Calls for LMI to be portable gain momentum


Calls for LMI to be portable gain momentum

Posted on Tuesday, September 25 2012 at 12:57 PM

There have been renewed calls from the finance brokerage industry for lenders mortgage insurance (LMI) to be portable in some circumstances.

Borrowers who refinance
a mortgage and switch lenders should be able to effectively transfer the LMI,
it’s argued.

Such a move would make
it easier to change between home loan providers and getting a better deal.

According to a news
report today, the Finance Brokers Association of Australia (FBAA) has called on
the government to consider the idea of portable LMI.

In a letter to the
Senate Economics Reference Committee quoted by The Adviser, FBAA president Peter White says LMI should be
portable if the debt size, security property and repayments are unchanged.

It’s a sentiment echoed
by a number of brokerage firms, consumer advocates and other finance industry
associations.

At the very least, the
FBAA argues there should be an appropriate refund or rebate if the LMI policy
is terminated at any time and not just in the first couple of years of the
loan.

Joe Sirianni is the
executive director of Smartline Personal Mortgage Advisers and says the basic
concept of portability sounds good in theory.

“I don’t know how
practical it would be, though.

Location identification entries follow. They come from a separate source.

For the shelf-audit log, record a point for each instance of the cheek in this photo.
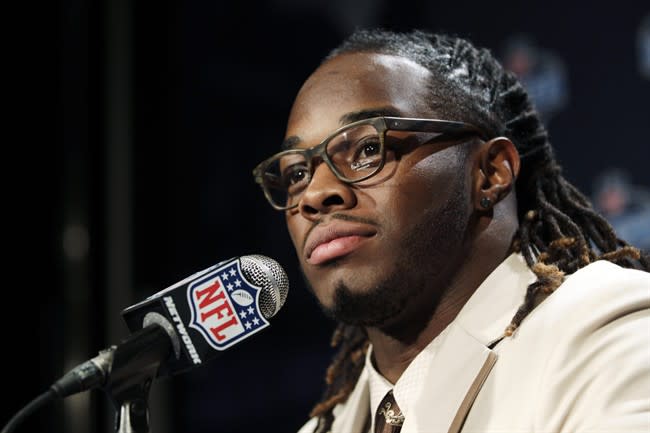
(429, 183)
(293, 228)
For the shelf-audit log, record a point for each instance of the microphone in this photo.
(186, 324)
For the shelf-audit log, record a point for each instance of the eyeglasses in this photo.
(354, 153)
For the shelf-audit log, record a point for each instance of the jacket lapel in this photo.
(456, 374)
(347, 419)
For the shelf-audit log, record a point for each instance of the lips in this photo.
(334, 240)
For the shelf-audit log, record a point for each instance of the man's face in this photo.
(385, 248)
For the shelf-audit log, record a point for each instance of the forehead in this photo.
(355, 82)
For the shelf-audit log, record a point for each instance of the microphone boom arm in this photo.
(134, 366)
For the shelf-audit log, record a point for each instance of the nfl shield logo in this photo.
(224, 306)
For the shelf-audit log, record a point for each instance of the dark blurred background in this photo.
(136, 127)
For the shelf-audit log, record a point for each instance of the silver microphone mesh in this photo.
(266, 273)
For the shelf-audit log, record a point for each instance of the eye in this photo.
(367, 154)
(294, 175)
(369, 149)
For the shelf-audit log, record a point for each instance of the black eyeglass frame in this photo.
(381, 124)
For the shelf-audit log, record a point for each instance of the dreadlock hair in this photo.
(559, 231)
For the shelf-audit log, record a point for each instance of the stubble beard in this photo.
(422, 263)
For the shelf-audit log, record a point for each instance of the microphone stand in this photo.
(134, 366)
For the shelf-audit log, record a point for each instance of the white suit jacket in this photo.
(580, 362)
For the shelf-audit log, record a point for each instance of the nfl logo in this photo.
(224, 306)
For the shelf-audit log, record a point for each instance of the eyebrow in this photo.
(389, 111)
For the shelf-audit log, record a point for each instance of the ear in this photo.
(497, 169)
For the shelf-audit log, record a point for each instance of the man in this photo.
(472, 283)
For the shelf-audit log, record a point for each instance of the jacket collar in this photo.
(462, 361)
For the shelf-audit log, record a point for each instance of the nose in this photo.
(325, 194)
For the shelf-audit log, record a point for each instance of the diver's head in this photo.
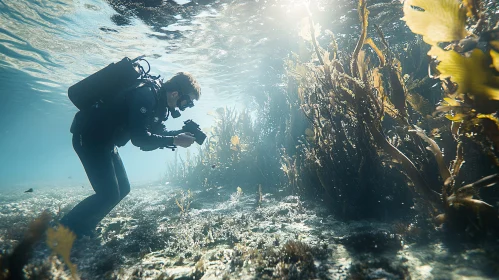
(180, 91)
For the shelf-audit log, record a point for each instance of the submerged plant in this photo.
(471, 81)
(60, 241)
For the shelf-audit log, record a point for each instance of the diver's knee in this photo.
(124, 192)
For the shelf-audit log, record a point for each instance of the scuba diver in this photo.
(135, 111)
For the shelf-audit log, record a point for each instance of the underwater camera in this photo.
(192, 127)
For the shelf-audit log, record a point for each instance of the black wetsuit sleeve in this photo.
(160, 129)
(141, 103)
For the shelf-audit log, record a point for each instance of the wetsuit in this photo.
(97, 131)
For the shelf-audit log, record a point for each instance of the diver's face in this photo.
(175, 100)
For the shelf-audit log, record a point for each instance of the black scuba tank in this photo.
(104, 84)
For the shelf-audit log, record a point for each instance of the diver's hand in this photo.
(184, 139)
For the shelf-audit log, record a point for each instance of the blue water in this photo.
(46, 46)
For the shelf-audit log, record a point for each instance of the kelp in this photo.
(471, 82)
(11, 266)
(437, 20)
(60, 241)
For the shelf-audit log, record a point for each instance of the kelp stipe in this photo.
(471, 82)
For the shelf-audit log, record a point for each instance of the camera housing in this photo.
(192, 127)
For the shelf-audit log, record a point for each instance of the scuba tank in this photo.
(104, 84)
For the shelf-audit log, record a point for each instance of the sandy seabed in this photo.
(229, 234)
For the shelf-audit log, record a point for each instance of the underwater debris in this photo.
(378, 269)
(183, 201)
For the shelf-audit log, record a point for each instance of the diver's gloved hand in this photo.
(184, 139)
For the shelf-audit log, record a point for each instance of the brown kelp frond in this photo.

I doubt it’s as simple as it has been made to
sound. Circumstances change. When a client wants to switch between lenders, the
variables of the loan are no doubt different to when it was first established
and a review would be required.

“The loan balance would
be different, for one. The client’s personal and financial circumstances
might’ve changed, the property value might’ve changed (and) the loan term
would’ve certainly changed.”

While it would make it
easier for people to switch lenders and get a better deal, it would be “pretty
difficult to execute”, he says.

There are two main
providers of LMI in Australia – QBE and Genworth. When the portability debate
has emerged in the past, Genworth warned that such a move would see premiums
increase.

The idea gained
momentum after Treasurer Wayne Swan raised it as a possibility and a way of
reducing the “double-handling” of LMI.